The 1880s-vintage red brick Graves County courthouse was heavily damaged; the historic cupola and clock have disappeared. So has most of the second floor. Destruction around the court square and its environs is massive. 

On the Sunday night before the tornado, First Christian, First Methodist and First Presbyterian held a joint “Advent Walk” in which the congregations traveled from church to church in a special service. 

The Christian and Methodist churches are wrecked; First Presbyterian, the church of my youth, was virtually destroyed.  It is uncertain when, or where, the three congregations will meet again. 

“Mayfield More than a Memory” says a mural on the side of a downtown building that still stands. Memories are all many in Mayfield, population 10,000, have left.

I remember the big Resurrection window in the Presbyterian church. On Easter Sunday, the whole congregation would turn around, face the magnificent panes of lead-bound stained glass and sing “Jesus Christ is Risen Today.”

I was christened in the church. So was our son, Berry IV, my mother and two uncles.

Stained glass memorial windows decorated the back and both sides of the sanctuary. When we were kids, my brother, Tim, and I wondered about the names on them.

“Jno” looked like the first name of a guy named Stark. We’d never heard of anybody named “Jno,” not knowing it was short for “Jonathan.”

A window on the west side memorialized James W. Hocker. We thought that was an unusual last name.

In 1978, I married his great-niece, Melinda Anne Hocker, in whose late 19th-century family homeplace we live.

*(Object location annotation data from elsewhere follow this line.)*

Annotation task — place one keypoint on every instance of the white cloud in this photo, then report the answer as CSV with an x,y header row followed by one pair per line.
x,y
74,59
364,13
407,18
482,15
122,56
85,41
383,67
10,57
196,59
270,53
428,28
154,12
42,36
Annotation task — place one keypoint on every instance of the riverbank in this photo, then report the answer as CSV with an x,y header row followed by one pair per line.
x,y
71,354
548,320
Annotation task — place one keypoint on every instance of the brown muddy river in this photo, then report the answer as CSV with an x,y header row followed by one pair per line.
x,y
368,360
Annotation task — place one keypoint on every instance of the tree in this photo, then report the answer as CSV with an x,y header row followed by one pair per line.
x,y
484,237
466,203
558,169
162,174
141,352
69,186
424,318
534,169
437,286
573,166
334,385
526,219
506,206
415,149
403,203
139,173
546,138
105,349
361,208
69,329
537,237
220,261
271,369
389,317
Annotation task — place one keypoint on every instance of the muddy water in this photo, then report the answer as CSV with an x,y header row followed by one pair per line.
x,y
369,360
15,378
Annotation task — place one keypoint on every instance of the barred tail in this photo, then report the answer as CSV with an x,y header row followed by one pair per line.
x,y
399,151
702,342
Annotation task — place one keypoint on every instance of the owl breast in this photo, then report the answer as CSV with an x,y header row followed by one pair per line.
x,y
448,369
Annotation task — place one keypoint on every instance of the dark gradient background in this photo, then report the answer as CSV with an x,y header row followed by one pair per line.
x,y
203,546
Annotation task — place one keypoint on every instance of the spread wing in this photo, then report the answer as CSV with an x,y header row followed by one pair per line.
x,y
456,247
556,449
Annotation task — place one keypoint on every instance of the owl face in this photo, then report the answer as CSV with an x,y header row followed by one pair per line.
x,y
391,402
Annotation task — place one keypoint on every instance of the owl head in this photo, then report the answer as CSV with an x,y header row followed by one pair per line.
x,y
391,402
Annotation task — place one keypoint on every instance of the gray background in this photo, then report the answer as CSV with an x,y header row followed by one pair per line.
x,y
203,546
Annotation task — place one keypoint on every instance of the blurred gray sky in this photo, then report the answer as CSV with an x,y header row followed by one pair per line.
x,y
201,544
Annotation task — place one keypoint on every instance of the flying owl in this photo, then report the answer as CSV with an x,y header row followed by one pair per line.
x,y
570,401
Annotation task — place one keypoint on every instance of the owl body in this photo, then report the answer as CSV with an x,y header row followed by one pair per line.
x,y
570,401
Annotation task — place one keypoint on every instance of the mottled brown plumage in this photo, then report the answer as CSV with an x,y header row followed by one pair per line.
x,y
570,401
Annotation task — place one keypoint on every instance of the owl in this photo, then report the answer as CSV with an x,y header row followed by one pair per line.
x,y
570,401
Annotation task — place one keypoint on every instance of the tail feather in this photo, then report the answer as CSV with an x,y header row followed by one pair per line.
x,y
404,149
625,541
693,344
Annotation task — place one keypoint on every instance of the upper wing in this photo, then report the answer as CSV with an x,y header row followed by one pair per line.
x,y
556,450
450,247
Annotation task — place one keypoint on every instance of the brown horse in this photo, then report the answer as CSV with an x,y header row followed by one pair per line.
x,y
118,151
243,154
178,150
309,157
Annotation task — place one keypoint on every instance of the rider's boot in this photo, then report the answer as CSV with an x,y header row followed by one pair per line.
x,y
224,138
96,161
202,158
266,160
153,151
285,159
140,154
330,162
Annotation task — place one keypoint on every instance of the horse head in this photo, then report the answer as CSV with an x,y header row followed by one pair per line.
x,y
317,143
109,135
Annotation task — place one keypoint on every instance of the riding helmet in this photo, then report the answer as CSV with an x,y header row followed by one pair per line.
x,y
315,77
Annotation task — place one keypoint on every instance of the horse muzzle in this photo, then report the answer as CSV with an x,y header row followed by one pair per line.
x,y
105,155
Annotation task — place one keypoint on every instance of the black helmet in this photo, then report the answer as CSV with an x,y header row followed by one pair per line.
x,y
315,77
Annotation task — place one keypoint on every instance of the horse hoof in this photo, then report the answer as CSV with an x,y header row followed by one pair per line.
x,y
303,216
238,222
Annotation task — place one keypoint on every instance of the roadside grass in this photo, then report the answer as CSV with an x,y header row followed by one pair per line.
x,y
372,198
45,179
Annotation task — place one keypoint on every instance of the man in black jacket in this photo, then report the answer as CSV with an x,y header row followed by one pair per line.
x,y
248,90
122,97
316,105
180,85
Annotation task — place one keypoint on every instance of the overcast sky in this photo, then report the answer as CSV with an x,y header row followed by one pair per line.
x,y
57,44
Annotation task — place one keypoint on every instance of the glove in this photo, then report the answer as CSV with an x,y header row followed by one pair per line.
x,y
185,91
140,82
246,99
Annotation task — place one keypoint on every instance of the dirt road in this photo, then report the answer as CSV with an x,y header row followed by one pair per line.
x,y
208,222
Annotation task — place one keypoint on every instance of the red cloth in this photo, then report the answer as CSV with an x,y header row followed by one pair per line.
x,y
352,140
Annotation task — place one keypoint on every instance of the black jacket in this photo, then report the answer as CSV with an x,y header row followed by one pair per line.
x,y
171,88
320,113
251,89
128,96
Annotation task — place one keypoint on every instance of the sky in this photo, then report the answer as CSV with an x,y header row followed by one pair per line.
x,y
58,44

Melinda was reared Southern Baptist in Arlington but returned to her Presbyterian roots in Mayfield. She joined First Presbyterian and remains an active member.

My parents, Sue Vest and Berry Craig Jr., were married in the church on Sept. 20, 1947. We treasure photos of them walking down the front steps as brand-new husband-and-wife.

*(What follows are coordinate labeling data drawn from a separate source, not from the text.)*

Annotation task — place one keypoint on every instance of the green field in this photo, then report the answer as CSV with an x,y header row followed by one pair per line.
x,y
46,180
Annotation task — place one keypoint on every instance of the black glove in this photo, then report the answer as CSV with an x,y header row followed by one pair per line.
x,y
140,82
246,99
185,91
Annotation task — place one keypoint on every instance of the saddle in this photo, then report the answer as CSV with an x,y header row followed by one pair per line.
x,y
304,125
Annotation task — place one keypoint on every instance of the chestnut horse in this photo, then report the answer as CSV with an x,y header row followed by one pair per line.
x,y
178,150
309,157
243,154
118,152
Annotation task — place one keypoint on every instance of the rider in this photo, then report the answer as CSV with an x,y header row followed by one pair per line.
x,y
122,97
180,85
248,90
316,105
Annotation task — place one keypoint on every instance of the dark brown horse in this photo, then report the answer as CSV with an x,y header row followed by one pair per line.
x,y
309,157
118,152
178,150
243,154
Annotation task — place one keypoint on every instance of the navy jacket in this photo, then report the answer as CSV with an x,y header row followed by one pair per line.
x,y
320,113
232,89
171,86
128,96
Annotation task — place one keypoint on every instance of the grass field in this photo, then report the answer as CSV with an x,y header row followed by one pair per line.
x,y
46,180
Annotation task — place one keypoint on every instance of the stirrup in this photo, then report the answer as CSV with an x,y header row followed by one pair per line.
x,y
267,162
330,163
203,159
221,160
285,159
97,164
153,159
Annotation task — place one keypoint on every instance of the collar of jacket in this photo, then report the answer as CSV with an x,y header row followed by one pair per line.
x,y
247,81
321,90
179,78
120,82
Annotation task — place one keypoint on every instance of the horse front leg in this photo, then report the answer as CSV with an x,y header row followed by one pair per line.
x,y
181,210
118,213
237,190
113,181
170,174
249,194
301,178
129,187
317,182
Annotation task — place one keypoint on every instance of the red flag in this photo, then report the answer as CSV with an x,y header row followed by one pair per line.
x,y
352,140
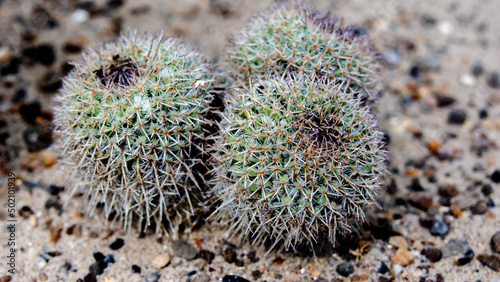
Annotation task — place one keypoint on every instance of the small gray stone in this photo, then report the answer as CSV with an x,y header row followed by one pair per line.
x,y
184,250
455,247
201,277
153,276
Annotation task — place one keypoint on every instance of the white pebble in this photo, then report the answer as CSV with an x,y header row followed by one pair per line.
x,y
468,80
445,27
79,16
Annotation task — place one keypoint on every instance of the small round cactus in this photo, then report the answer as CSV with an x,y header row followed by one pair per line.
x,y
131,119
291,37
297,160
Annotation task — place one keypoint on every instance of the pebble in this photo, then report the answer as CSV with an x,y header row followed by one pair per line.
x,y
117,244
39,263
136,268
495,176
207,255
465,259
457,116
153,276
5,55
439,228
493,80
455,247
422,202
161,260
445,27
47,157
444,101
234,278
477,70
201,277
432,254
399,242
480,207
402,257
383,269
491,261
468,80
495,242
184,249
345,269
79,16
397,269
391,56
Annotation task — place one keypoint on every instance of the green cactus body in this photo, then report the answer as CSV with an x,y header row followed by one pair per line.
x,y
297,159
295,38
129,116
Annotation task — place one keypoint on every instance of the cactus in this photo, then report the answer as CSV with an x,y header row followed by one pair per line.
x,y
291,37
297,159
130,118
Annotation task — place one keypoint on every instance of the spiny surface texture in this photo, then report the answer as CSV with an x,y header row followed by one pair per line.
x,y
130,118
297,160
292,37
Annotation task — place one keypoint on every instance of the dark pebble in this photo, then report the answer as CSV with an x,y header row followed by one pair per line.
x,y
11,68
234,278
54,254
480,207
50,83
432,254
229,255
468,256
421,202
483,113
495,176
70,47
25,212
97,268
54,190
207,255
117,244
110,258
66,267
90,278
98,256
136,268
184,249
37,138
153,276
444,101
345,269
491,261
66,68
477,70
493,80
18,96
256,274
457,116
383,269
3,138
495,242
439,228
30,111
448,190
43,54
487,190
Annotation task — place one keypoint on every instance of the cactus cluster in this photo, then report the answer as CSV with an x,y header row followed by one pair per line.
x,y
292,37
298,159
130,118
296,155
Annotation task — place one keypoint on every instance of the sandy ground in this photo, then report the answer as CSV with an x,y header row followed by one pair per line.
x,y
429,49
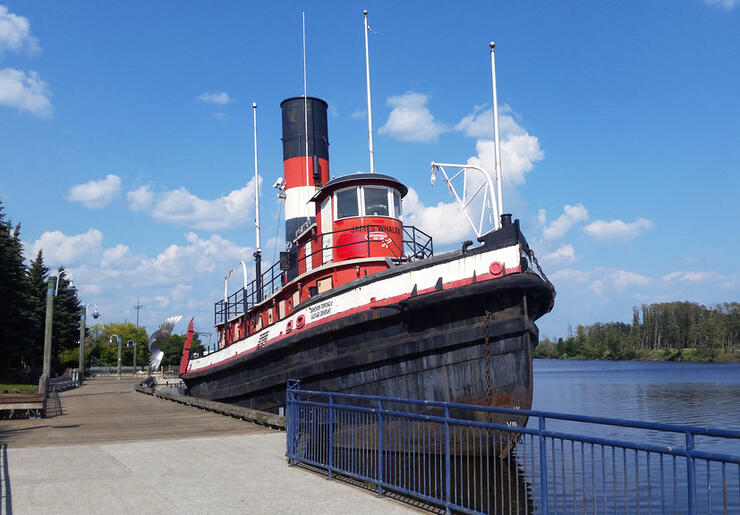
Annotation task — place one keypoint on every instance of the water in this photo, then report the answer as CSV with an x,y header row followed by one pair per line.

We had their funerals in the church. We carried the caskets down the same steps.

“After the tornado the town of Bardwell recovered rapidly and completely,” Graves also wrote in his Carlisle County history book. I suspect “rapidly” and “completely” meant relatively.

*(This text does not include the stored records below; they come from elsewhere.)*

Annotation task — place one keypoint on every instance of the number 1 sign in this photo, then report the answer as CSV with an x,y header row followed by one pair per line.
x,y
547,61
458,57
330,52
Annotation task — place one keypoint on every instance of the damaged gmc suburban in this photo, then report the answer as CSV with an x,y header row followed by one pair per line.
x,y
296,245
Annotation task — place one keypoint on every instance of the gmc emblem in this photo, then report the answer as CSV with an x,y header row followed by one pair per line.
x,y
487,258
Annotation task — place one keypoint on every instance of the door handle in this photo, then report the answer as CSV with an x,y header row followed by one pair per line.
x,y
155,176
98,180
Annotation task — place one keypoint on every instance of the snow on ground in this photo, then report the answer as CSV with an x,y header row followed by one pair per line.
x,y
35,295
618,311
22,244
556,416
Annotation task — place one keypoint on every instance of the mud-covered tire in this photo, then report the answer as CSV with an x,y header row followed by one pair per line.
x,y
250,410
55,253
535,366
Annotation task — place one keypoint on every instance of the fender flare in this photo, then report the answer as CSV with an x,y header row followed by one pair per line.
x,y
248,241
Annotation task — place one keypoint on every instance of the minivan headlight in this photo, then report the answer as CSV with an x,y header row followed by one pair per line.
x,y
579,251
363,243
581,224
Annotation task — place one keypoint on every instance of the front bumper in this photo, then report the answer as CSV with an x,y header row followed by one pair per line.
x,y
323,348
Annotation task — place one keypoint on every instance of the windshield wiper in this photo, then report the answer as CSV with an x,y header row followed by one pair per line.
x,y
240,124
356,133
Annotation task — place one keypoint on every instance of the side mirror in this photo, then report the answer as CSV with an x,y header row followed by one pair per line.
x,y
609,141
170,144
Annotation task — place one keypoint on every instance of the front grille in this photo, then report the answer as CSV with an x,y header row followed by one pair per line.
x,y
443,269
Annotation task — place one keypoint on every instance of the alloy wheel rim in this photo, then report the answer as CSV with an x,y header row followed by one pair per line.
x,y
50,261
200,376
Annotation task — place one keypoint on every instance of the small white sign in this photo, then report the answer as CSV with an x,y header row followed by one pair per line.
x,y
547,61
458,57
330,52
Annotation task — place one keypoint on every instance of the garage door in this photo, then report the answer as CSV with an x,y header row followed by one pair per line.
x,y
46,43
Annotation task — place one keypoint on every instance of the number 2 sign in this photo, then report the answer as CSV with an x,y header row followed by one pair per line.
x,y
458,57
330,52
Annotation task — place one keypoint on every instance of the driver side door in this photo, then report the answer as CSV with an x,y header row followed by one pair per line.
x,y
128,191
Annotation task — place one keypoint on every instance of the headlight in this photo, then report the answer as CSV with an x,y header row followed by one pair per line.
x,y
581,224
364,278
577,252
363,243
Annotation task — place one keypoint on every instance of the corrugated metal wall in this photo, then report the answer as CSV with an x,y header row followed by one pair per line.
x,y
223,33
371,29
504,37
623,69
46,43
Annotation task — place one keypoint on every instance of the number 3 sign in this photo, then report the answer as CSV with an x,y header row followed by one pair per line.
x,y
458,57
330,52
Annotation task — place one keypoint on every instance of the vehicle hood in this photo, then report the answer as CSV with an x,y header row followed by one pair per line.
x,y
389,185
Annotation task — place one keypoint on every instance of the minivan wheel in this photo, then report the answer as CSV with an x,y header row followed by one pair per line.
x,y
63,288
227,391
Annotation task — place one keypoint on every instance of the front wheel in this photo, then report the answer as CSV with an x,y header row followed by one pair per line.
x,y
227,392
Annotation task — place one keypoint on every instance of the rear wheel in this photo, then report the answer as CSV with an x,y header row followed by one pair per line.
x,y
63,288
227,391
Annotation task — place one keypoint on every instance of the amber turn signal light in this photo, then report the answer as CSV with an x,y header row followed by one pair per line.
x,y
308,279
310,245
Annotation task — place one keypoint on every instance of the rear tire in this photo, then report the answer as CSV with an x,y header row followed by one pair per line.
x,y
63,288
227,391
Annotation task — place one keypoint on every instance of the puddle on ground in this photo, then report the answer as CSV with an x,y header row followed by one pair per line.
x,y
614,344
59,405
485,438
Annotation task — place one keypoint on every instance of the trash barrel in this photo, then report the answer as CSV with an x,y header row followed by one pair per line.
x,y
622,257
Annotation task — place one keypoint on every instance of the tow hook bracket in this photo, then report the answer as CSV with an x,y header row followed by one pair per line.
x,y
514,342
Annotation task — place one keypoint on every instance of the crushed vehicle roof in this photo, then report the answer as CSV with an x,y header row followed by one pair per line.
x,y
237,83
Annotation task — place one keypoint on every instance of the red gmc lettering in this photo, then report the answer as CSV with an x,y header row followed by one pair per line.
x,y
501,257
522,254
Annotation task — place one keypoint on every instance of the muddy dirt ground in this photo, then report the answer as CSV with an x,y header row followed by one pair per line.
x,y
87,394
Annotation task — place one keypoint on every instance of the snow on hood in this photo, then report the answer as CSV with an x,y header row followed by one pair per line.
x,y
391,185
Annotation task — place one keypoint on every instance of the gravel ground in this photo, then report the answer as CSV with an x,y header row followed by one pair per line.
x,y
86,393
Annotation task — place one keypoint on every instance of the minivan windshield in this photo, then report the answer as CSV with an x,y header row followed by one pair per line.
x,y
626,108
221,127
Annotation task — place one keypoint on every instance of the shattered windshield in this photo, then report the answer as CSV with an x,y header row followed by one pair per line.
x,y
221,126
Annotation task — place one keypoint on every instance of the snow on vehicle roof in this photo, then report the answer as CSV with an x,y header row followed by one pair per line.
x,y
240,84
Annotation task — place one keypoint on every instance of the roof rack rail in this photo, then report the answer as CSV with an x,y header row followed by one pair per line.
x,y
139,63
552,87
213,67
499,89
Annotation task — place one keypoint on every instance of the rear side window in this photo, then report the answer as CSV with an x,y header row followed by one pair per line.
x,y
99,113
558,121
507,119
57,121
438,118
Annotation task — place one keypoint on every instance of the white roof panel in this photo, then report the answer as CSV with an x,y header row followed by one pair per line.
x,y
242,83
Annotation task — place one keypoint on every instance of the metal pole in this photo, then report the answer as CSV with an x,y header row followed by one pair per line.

"Most of the people collected their insurance and rebuilt,” he added. Mayfield is in for months of rebuilding. 

Insurance pays only for the loss of a structure and its contents. It cannot replace the loss of the irreplaceable.

“We have a wonderful collection of archived materials from our church’s history,” says First Methodist’s homepage. “The Archives can be found in room #105. There are also two printed histories of the church that can be perused.”

It’s unclear how much of that survived.

Uncertain, too, is the fate of First Presbyterian's framed “roll of honor” that lists all the church members who went off to World War II, including my two uncles. Somewhere in the sanctuary debris is the old wooden baptismal font and communion table. 

"We have suffered a major loss in this disaster; there is so much damage to our facilities," the Rev. Joey Reed of First Methodist posted on the church's webpage. He and his wife, Laurinda, were in the church when the tornado hit but are safe.

The congregation, he added, has lost a building, but "WE are the church. You. Your family. Your friends and your neighbors who call Mayfield First 'home.'"

Doubtless the sentiment is the same at the other churches and all across my hometown. Mayfield has lost many buildings. But the town is the family, friends and neighbors who call Mayfield "home."